Géopolitique de la transition
Est-il possible de réduire, localement et de façon pérenne, la part des fossiles dans un mix énergétique ?
Quelles seraient les conséquences géopolitiques d’une telle décarbonation relative ?
Certaines données, en Europe en particulier[1], semblent confirmer des “dynamiques locales de transition” encourageantes. Toutefois, les généralisations à partir d’observations sur des sous-systèmes du marché mondialisé des ressources et de l’énergie n’ont pas de valeur conclusive, ne peuvent suffire à garantir qu’une décarbonation soit globalement possible[2]. Par ailleurs, envisager que la part de l’énergie provenant des hydrocarbures puisse être réduite, au sein d’un mix énergétique fondé sur des technologies de conversion de l’énergie cinétique du vent, radiative du soleil ou provenant des forces de liaison des nucléons (ENS pour éolien, photovoltaïque et nucléaire) impliquerait que le système énergétique “carboné” et le système “décarboné” soient physiquement équivalents. Or, l’exploitation des hydrocarbures et l’exploitation des ENS n’engendrent pas des transformations équivalentes, elles ne rendent pas les mêmes services aux sociétés.
L’observation historique montre en effet que la chaleur des hydrocarbures a permis, initialement grâce à une simple étincelle enclenchant la combustion autonome des hydrocarbures (un processus autocatalytique : les produits de la réaction entretiennent la réaction[3]), d’amorcer et de développer la totalité des processus physiques sur lesquels sont fondées les sociétés thermo-industrielles. En revanche il est, en l’état des connaissances, impossible d’enclencher de tels processus, autocatalytiques, au moyen du vent, du rayonnement solaire ou d’atomes radioactifs.
Les services rendus, aux sociétés thermo-industrielles, par les hydrocarbures, sont qualitativement différents de ceux rendus par les ENS : dès qu’une machine d’une industrie fondée sur les hydrocarbures dysfonctionne, il est possible de réenclencher une combustion qui permet de réparer ou de construire à nouveau toute machine, et même, dans l’absolu, depuis zéro, sans machine préalable (tant que les hydrocarbures, et autres ressources nécessaires, sont disponibles). En revanche, quand un convertisseur de l’énergie du vent, de celle du Soleil ou des atomes radioactifs dysfonctionne ou est à remplacer, il est impossible d’utiliser ces énergies pour réparer ou construire une nouvelle machine puisque sans convertisseur, aucune énergie n’est disponible. Et ce, même si ces formes d’énergies sont abondamment présentes dans le milieu.

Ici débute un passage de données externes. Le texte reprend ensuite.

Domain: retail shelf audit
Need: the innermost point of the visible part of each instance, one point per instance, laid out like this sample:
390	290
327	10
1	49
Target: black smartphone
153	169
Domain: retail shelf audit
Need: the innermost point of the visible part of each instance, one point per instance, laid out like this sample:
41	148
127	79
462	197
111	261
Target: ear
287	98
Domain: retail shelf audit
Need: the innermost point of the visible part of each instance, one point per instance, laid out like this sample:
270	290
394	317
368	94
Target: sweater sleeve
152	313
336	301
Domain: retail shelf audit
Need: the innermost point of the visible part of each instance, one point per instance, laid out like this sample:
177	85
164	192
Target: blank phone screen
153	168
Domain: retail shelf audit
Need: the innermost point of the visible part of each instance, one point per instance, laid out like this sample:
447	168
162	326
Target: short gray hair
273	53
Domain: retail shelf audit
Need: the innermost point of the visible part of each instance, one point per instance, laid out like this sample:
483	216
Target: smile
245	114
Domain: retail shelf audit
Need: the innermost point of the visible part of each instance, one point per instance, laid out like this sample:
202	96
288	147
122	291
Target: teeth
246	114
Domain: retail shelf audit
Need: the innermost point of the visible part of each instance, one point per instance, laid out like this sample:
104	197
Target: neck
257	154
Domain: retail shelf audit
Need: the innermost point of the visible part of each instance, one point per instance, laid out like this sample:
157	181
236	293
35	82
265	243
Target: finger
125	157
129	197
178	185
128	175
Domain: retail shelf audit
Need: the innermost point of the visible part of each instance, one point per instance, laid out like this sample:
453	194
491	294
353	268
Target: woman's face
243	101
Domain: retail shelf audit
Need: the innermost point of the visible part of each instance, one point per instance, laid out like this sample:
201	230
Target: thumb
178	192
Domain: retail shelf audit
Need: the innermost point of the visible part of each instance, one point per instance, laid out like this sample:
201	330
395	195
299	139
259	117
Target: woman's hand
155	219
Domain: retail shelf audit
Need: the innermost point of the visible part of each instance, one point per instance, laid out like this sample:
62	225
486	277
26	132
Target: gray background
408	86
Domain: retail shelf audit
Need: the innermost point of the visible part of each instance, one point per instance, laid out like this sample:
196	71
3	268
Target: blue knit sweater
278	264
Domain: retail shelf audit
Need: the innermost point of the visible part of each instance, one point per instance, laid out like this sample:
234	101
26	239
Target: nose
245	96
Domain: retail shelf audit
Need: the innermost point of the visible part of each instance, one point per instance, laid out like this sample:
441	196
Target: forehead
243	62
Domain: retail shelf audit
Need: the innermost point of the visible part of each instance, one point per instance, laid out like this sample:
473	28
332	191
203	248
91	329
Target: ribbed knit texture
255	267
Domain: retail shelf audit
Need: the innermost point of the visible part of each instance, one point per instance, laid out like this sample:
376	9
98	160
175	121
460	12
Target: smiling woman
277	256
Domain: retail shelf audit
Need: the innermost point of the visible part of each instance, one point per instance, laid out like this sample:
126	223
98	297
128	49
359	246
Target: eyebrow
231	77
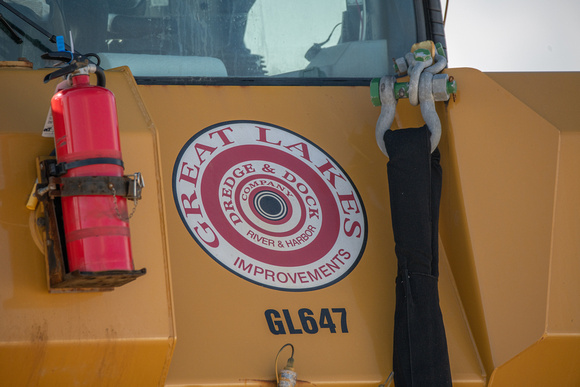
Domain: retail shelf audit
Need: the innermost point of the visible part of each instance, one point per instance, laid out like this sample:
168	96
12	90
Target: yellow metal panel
506	159
563	306
124	337
223	335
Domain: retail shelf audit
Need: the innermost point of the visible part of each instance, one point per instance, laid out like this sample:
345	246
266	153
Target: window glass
219	38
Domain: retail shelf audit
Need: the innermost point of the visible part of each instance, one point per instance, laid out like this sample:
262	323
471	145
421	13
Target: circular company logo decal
269	205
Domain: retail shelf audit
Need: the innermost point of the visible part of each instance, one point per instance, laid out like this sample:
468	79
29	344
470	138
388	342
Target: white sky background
513	35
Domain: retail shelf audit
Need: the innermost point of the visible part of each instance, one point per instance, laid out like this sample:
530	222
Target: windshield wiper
9	30
30	22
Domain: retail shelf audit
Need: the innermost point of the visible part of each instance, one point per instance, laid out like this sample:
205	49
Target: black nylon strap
62	168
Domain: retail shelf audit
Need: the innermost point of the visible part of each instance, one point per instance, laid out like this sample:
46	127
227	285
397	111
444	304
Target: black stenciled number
326	320
276	326
307	321
279	325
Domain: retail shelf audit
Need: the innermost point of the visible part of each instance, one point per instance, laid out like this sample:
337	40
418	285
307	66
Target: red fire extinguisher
96	227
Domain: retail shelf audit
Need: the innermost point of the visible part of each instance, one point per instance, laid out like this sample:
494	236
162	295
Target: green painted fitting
375	91
439	49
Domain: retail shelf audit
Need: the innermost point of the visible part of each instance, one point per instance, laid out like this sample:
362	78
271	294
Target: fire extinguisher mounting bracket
77	63
62	168
125	186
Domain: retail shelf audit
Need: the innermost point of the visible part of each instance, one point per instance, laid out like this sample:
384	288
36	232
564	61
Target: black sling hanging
420	357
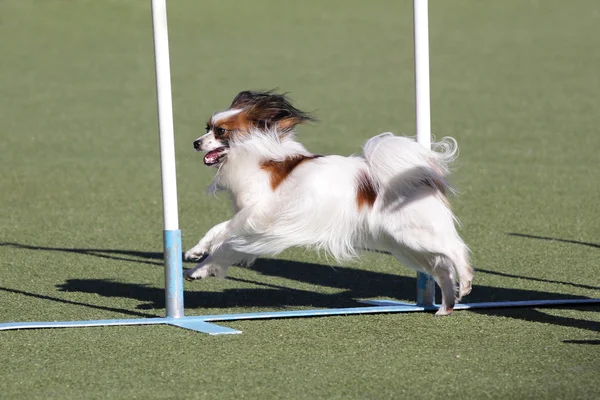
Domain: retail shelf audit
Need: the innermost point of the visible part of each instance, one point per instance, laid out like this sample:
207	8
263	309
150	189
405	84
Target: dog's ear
243	99
276	110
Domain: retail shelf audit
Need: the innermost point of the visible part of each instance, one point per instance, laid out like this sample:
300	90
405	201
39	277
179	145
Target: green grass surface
517	84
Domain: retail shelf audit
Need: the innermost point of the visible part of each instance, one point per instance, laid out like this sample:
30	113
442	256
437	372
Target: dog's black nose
197	144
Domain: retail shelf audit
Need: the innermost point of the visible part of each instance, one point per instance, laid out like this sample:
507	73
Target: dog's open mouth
214	156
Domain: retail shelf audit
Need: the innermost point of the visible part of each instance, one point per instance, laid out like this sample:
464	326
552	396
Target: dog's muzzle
198	144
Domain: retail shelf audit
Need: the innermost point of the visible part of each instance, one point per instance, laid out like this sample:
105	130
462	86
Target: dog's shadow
352	285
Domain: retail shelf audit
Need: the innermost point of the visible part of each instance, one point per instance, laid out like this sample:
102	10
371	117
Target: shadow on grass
353	283
524	235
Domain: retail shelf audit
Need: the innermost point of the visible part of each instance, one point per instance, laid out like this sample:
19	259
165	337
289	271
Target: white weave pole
172	234
425	283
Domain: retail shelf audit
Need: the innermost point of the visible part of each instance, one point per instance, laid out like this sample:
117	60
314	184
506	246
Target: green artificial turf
516	82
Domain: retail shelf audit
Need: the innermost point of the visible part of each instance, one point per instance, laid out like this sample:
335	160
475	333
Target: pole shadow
353	284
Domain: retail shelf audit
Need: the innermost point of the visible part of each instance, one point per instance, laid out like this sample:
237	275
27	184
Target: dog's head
250	113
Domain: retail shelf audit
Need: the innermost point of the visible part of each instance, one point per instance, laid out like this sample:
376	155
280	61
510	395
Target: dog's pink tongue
212	157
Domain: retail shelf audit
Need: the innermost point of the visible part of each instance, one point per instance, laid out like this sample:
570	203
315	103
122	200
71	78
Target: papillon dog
391	198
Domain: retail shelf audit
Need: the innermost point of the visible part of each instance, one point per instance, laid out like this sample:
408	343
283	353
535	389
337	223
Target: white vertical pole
425	283
172	234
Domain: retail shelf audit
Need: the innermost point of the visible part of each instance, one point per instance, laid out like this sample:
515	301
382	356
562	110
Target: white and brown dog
391	198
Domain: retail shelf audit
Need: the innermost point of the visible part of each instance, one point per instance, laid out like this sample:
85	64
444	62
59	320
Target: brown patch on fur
366	193
237	123
434	184
279	170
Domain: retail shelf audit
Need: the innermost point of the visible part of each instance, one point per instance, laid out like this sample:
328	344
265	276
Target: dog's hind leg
443	274
438	266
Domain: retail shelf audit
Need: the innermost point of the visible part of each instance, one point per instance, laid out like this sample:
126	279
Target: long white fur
316	207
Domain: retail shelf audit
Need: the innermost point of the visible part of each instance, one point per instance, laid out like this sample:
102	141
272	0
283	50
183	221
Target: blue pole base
173	274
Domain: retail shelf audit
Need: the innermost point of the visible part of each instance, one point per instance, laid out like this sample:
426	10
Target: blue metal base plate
204	323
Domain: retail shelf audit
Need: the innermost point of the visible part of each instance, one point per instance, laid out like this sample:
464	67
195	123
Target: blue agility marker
172	234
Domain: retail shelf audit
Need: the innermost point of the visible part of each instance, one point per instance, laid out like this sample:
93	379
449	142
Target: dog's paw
196	273
196	253
204	272
443	311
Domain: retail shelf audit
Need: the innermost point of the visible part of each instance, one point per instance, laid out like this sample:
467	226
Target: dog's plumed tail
403	171
400	159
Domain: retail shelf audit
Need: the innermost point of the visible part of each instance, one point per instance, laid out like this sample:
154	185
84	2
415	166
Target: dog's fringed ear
275	110
244	99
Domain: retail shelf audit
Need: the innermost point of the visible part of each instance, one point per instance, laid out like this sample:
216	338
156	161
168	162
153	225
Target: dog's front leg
199	251
216	264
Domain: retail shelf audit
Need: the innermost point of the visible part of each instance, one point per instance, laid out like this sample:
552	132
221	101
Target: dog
391	198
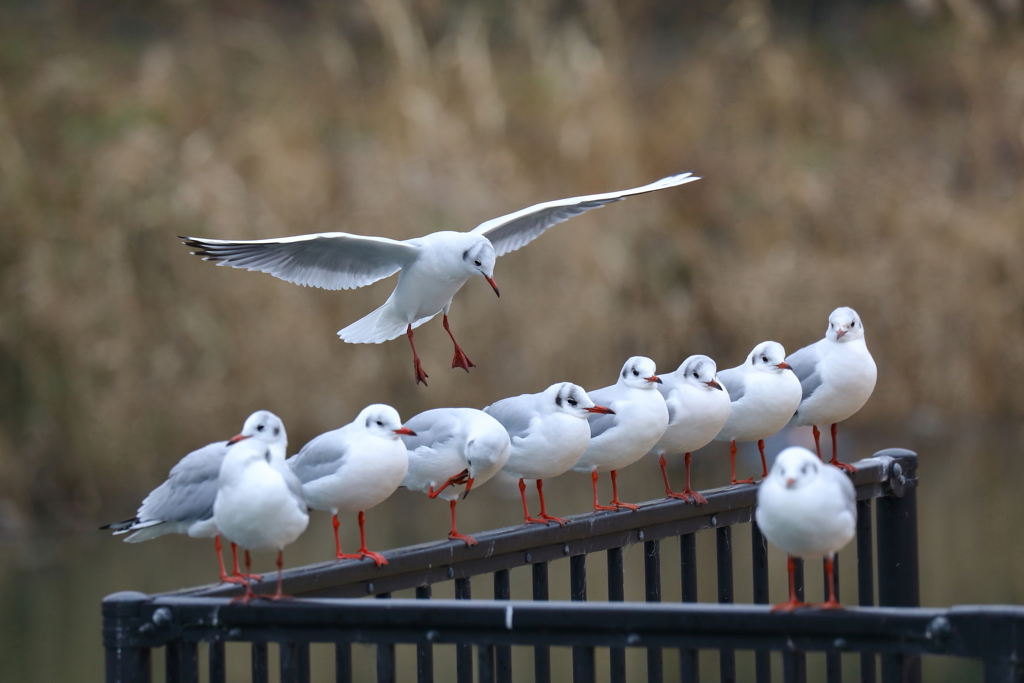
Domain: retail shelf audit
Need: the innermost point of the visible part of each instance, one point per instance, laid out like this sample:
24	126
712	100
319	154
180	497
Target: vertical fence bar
897	545
834	659
689	671
616	593
343	662
759	555
542	653
794	663
385	655
652	591
727	657
424	651
463	653
584	670
865	580
294	663
503	653
261	665
218	667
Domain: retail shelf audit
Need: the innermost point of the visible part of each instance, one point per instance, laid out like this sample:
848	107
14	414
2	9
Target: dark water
971	544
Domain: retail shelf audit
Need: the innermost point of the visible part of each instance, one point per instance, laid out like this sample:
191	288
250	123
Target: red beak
601	409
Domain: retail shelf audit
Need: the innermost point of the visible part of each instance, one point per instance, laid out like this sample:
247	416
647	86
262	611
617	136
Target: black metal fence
897	632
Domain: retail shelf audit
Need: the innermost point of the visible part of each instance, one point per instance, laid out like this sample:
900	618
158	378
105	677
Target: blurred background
864	154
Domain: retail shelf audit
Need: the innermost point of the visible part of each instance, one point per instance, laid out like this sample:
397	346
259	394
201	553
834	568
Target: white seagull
433	267
258	506
353	468
809	509
638	419
183	504
765	394
453	446
838	376
549	432
698	407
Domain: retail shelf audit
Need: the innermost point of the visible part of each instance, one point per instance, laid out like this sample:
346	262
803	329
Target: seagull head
572	399
638	373
383	421
479	258
700	372
844	326
795	468
768	357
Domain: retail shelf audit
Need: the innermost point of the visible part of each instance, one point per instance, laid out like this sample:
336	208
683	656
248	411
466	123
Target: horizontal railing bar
507	548
965	631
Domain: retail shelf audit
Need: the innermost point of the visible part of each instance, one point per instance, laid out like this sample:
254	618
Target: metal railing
898	632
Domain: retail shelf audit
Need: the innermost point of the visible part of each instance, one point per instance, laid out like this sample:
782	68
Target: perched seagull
353	468
698	407
838	376
765	394
637	419
809	509
453	446
549	432
258	506
183	504
433	267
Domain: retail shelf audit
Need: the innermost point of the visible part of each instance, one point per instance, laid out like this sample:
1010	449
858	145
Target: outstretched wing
328	260
517	229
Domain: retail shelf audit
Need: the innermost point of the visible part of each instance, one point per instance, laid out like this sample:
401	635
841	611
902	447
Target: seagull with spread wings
432	268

Relativisme de la transition
Cette distinction, qualitative, autorise une catégorisation des différentes formes d’énergies. Les hydrocarbures seraient, pour les sociétés thermo-industrielles, des sources (ils permettent de générer et entretenir les moyens de les exploiter), quand le vent, le rayonnement solaire ou les atomes radioactifs constitueraient des énergies auxiliaires : il est possible d’obtenir de l’énergie par leur conversion, mais pas d’enclencher de processus autocatalytique (écouter cette intervention pour en savoir plus sur l’autocatalyse : La transition, une prouesse inédite !).
La distinction qualitative proposée ici, entre les différentes formes d’énergie[4], s’appuie sur les travaux de Peter Glansdorff et Ilya Prigogine sur les structures dissipatives. Ces scientifiques ont envisagé de qualifier différemment les flux d’énergie et les “flux d’entropie”. En introduction de l’ouvrage Thermodynamic Theory of Structure, Stability and Fluctuations[5], les auteurs définissent ainsi un “flux d’entropie” :
“Ici deS désigne la contribution du monde extérieur (flux d’entropie) et diS, la production d’entropie due aux processus irréversibles à l’intérieur du système. (…) Le terme source correspondant, que nous appelons “production d’entropie excédentaire”, est d’une importance fondamentale. Chaque fois que son signe est positif, le système est stable.”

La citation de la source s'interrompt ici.